Sanders is a songwriter who can put together songs that span styles (all of these are her originals), and the new disc, Essential CD, demonstrates this. One constant is the sweet harmony that she and backup partner Karen Hayes add to the tunes, whether the genre is country-influenced Americana or more elaborate, rock-oriented pop. Sanders has that double gift of possessing great pipes and the knack to write a catchy song to use them on.

“Queen of My Castle” leads off the collection, one of Sanders’ signature songs and like many of her others it is a churning rocker with some country blood that gives Sanders a chance to take a fierce and firm stand as a woman in command of her destiny: “To no one else I give my domain.” One of her loveliest songs is “Butterflies,” with a softer rhythm and floating harmonies, she tells a personal memoir of experiences with a lover over a period of years. Sanders includes “This House” on the anthology, a good, catchy choice with a hummable chorus, and lots of great harmony.

“Tell Me Daddy” is different, a bluesy flavor to her song that is a message from a daughter to a dad with a problem, “You’ve got the world on your shoulders/ So have a drink or two/ There’s nothin’ wrong with surviving/ But who takes care of you?” It’s a highlight that grabs the listener emotionally. Sanders has a number of first person love songs, and this disc is overflowing with superbly written and recorded examples: “Truly Divine” is a simple and effective mid-tempo pop winner. “Stars” is almost playful, as clever guitar figures lead the way, the chorus sings “all I want is you.”  Another Sanders standby, “Shiver,” tells of her many accomplishments-and her weakness in the presence of her lover.

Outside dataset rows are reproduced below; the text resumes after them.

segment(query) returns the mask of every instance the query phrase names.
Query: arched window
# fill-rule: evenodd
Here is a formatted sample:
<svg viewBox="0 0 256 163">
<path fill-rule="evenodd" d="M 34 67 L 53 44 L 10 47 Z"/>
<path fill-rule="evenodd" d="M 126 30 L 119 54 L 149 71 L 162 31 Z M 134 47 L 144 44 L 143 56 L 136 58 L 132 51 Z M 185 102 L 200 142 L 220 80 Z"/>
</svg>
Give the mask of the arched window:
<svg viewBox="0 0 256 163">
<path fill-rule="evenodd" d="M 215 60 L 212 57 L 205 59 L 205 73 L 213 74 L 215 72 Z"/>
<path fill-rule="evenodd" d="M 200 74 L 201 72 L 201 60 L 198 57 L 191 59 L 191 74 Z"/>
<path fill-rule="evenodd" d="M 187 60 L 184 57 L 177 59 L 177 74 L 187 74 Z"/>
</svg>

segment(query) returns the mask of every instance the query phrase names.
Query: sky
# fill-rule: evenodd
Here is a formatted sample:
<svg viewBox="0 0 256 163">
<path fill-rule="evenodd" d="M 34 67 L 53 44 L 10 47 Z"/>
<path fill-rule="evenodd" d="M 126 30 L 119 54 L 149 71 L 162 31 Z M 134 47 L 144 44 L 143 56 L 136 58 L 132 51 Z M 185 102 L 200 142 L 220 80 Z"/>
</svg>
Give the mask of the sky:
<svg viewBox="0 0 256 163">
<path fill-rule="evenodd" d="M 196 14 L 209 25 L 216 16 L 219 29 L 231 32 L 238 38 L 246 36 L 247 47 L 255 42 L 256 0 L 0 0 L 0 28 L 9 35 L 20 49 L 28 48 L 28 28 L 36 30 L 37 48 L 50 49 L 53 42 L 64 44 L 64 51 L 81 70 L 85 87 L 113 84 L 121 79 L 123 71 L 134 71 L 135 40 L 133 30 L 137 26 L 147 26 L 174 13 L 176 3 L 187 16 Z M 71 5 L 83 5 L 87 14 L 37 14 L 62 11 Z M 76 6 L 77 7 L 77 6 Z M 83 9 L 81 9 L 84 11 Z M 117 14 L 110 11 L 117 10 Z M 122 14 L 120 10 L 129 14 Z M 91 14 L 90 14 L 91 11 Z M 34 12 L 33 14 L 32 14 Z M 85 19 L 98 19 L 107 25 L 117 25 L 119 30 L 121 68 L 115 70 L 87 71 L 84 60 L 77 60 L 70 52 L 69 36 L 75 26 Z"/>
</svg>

“Love Love Love” doesn’t appear on any of her albums, and it is a lighter-than-air arrangement that clicks. Late in the program “You Take Me There” appears, and Sanders is more down to Earth, “Oh, the fool that I am, I’ll stay right here with you.” A sunnier outlook carries the upbeat “That’s How I Feel About You” which is yet another infectiously catchy pop offering-on a disc full of them.

There are 71 minutes of good songs on Lisa Sanders Essential CD, which is a great sampler of her music and a very good listen.